Call this one a win.
My patient’s unborn baby had been diagnosed with a complex heart defect making the baby’s prognosis uncertain, with a significant chance of dying before birth or soon after delivery. Throughout the pregnancy my patient and her partner met with many doctors, including pediatric cardiologists, maternal-fetal medicine specialists, neonatologists and surgeons.
All had the same objective – helping this family arrive at decisions and respecting those decisions that best aligned with their goals.
This couple felt that support and collaboration during the delivery of their baby. That’s the win.
As a high-risk pregnancy physician for 12 years, I’ve observed that in most of medicine – and particularly in my specialty – there are multiple unknowns, and the outcome is something over which we have minimal control. The sometimes fragile relationships we establish with patients are critical to helping them navigate that ambiguity.
Trust is a crucial component. Patients need to believe their physicians are honest and will provide them with the best available medical information. That’s why the recent spate of laws and bills interfering with the interactions between patients and doctors is so disheartening and destructive.
Utah Gov. Gary Herbert recently approved legislation making it mandatory for physicians to tell patients undergoing drug-induced pregnancy terminations that the procedure can be reversed. This is despite established organizations such as the American Congress of Obstetrics and Gynecology stating that such claims are not supported by medical science.
In Texas, state Senate Bill 25 would prevent patients from suing their physicians if they deliver a child with a disability if the doctor knew of the disability and did not disclose it. The bill language presumes that the only reason a physician would tell a patient about an anomaly in the fetus is for the purpose of termination. Yet it is only one of multiple reasons that prenatal diagnosis of an anomaly is of use, including planning delivery location or arranging prenatal consultations. And while it is difficult to find an accurate estimate of the number of wrongful-birth cases in this country, it is generally accepted as infrequent.
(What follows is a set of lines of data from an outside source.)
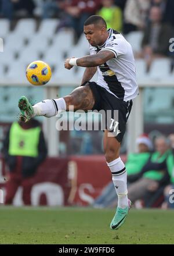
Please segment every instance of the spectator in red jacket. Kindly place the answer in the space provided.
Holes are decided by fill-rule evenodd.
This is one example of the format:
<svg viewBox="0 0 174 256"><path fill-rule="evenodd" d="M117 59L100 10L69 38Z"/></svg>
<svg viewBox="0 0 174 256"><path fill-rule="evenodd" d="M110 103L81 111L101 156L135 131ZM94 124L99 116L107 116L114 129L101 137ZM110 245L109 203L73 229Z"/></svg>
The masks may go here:
<svg viewBox="0 0 174 256"><path fill-rule="evenodd" d="M45 159L47 150L40 123L14 122L3 141L3 157L9 167L6 183L5 204L12 204L18 187L23 187L23 201L31 204L34 175Z"/></svg>

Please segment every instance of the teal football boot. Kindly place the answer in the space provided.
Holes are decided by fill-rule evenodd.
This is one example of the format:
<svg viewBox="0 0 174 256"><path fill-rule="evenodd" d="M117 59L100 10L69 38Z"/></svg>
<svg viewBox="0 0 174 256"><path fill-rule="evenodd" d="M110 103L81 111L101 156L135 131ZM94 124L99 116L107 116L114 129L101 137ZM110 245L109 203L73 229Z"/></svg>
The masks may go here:
<svg viewBox="0 0 174 256"><path fill-rule="evenodd" d="M128 206L124 209L117 207L116 214L110 224L112 230L118 229L125 222L132 206L131 201L128 199Z"/></svg>
<svg viewBox="0 0 174 256"><path fill-rule="evenodd" d="M34 111L27 98L25 96L20 97L19 99L18 106L21 112L19 120L25 123L29 121L33 116Z"/></svg>

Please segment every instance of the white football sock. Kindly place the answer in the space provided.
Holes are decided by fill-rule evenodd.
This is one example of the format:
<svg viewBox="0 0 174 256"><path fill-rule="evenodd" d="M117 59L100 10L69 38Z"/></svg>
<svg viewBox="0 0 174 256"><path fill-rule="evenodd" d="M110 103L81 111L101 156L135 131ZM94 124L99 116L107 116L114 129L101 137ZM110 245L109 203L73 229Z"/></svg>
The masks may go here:
<svg viewBox="0 0 174 256"><path fill-rule="evenodd" d="M44 116L51 118L56 116L57 113L66 111L66 104L63 98L54 99L44 99L38 102L33 106L34 115L35 116Z"/></svg>
<svg viewBox="0 0 174 256"><path fill-rule="evenodd" d="M113 181L118 195L118 207L125 208L128 206L127 173L120 157L107 163L113 175Z"/></svg>

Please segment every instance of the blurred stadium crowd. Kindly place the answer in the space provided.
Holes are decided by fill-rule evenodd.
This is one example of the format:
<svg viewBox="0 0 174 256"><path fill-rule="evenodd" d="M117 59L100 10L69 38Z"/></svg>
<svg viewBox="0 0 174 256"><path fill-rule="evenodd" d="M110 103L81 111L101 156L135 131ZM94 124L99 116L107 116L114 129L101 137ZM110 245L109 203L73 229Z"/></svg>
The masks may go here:
<svg viewBox="0 0 174 256"><path fill-rule="evenodd" d="M5 88L3 84L26 85L26 67L34 60L43 60L51 66L50 84L79 84L84 69L72 69L67 76L62 63L66 56L89 54L83 24L93 14L102 16L108 27L123 33L132 45L138 82L173 83L174 51L169 51L170 40L174 37L173 13L173 0L0 0L0 37L4 41L4 52L0 59L0 99L11 108L3 121L10 123L16 96L15 88ZM39 95L39 101L43 98L38 88L25 90L28 89L31 98ZM147 88L144 106L145 119L148 115L146 120L150 123L146 132L154 128L153 123L161 122L164 125L162 131L168 137L151 134L150 138L157 137L153 146L150 138L143 134L136 141L139 152L126 157L130 199L136 202L137 207L173 207L173 203L169 203L169 191L174 189L173 88ZM170 129L166 130L168 124ZM72 131L72 139L67 133L60 133L60 140L64 138L64 143L68 145L65 155L103 154L102 132L93 136L88 131L81 133ZM115 198L111 183L91 204L111 207L117 204Z"/></svg>
<svg viewBox="0 0 174 256"><path fill-rule="evenodd" d="M62 79L65 72L57 59L61 62L66 56L88 52L82 35L83 24L93 14L102 16L108 27L125 34L137 59L138 79L146 79L148 72L151 79L169 79L169 74L173 79L173 52L169 50L174 34L172 0L1 0L0 3L0 37L5 43L0 74L5 73L10 80L13 77L18 81L20 77L24 81L23 69L13 69L10 62L15 60L19 66L26 68L36 56L52 66L52 82ZM82 72L83 69L75 70L77 80ZM74 74L73 70L70 73Z"/></svg>

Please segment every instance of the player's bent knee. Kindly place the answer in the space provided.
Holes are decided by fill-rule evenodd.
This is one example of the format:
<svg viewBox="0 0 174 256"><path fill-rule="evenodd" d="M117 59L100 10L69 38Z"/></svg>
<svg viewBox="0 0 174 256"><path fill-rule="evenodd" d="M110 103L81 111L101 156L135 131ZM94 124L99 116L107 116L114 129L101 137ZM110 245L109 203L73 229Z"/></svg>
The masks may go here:
<svg viewBox="0 0 174 256"><path fill-rule="evenodd" d="M107 150L105 152L105 158L107 162L110 163L119 157L117 150Z"/></svg>

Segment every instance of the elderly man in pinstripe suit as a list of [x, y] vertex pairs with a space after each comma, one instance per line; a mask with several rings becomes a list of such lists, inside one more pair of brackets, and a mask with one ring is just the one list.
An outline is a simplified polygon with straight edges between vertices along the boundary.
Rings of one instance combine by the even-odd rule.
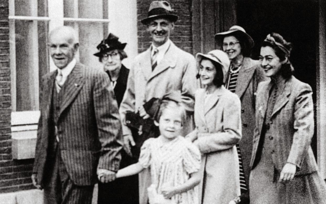
[[76, 36], [67, 26], [50, 36], [58, 69], [42, 79], [32, 175], [44, 189], [45, 203], [91, 203], [98, 177], [114, 180], [121, 159], [121, 124], [110, 79], [76, 62]]

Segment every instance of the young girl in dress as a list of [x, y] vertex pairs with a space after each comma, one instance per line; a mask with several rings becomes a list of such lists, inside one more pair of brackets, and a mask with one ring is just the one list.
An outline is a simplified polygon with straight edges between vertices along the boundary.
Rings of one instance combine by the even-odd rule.
[[160, 135], [145, 141], [138, 162], [119, 170], [116, 177], [138, 174], [150, 166], [151, 186], [155, 187], [157, 194], [170, 199], [171, 203], [198, 204], [196, 186], [200, 181], [200, 153], [180, 135], [184, 109], [174, 101], [162, 101], [154, 121]]

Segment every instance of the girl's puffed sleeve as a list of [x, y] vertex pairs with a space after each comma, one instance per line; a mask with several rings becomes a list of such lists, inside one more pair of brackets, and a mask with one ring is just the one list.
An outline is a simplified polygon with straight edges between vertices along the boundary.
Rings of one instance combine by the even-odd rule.
[[185, 169], [189, 174], [199, 170], [201, 155], [200, 151], [195, 145], [188, 141], [185, 141], [183, 154], [183, 163]]
[[141, 148], [141, 153], [138, 162], [144, 168], [147, 168], [150, 165], [151, 144], [154, 138], [150, 138], [144, 142]]

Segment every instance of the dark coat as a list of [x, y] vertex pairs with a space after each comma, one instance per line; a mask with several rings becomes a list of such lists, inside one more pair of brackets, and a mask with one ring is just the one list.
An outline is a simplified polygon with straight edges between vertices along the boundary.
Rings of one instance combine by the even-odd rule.
[[[264, 118], [267, 108], [270, 81], [259, 84], [257, 91], [256, 125], [254, 136], [251, 168], [258, 148]], [[272, 141], [273, 163], [279, 172], [285, 164], [295, 165], [298, 170], [296, 175], [315, 172], [317, 165], [310, 146], [314, 135], [313, 103], [311, 88], [294, 76], [285, 83], [283, 93], [279, 96], [271, 116], [270, 131], [273, 135], [265, 138]]]
[[[52, 91], [57, 71], [42, 77], [40, 92], [41, 116], [37, 130], [33, 173], [39, 184], [47, 172]], [[57, 126], [58, 150], [74, 183], [94, 184], [97, 168], [116, 171], [122, 149], [118, 107], [110, 80], [103, 71], [77, 63], [63, 86], [64, 91]]]
[[[109, 74], [108, 73], [108, 74]], [[128, 81], [128, 76], [129, 74], [129, 70], [122, 65], [120, 70], [119, 76], [117, 79], [117, 83], [113, 89], [116, 99], [118, 103], [118, 107], [120, 107], [120, 104], [121, 103], [125, 92], [126, 91], [126, 89], [127, 87], [127, 81]]]
[[252, 150], [252, 138], [255, 128], [255, 96], [258, 84], [267, 79], [259, 62], [245, 57], [242, 62], [235, 87], [235, 93], [241, 102], [242, 137], [239, 142], [243, 164], [247, 182], [249, 164]]

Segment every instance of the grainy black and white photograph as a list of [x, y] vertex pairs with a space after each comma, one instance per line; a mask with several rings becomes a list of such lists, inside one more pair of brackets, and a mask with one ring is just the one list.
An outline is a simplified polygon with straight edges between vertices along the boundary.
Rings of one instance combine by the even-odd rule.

The likelihood that doctors would lie to their patients or knowingly give them incorrect information is remote. Such behavior is antithetical to the sense of duty doctors feel to their patients. But this bill would create that uncertainty in the mind of a patient.
A law passed recently in Arkansas requires doctors to inform patients that pregnancy termination for sex selection is illegal. There is limited evidence that patients commonly seek pregnancy termination for gender selection in the United States.
Such statutes place the ethical construct of paternalism over autonomy, counter to the general direction of health care in this country. It is difficult to imagine a scenario in which it would be acceptable for a physician to withhold a diagnosis of an illness, such as HIV or cancer, from a patient out of fear for how he or she may respond to the diagnosis.
Multiple studies have demonstrated that the vast majority of women who seek abortion are certain of their decision, even in the face of such unnecessary hurdles as waiting periods and ultrasound imaging, making discussion regarding reversal irrelevant and offensive.
Such misinformation as in Utah may mislead patients who are uncertain about their wishes into thinking that there is no harm in starting the termination process while they are deciding because the effects can be reversed. Furthermore, enforcement of such laws would be technically challenging and costly.
Legislators introduce these bills under the guise of protecting life, when they are merely restricting women’s rights. They wrongfully invade territory that is the purview of a patient and her physician. They are a waste of taxpayer money and a ploy to gain publicity by manufacturing problems. It is time for policymakers to stop this interference.
Whatever popularity or visibility these laws may gain is certainly a loss for many women. And it perpetuates a loss of trust in the doctor-patient relationship I have spent my career protecting.
The writer is a maternal-fetal medicine physician and an assistant professor at Northwestern University.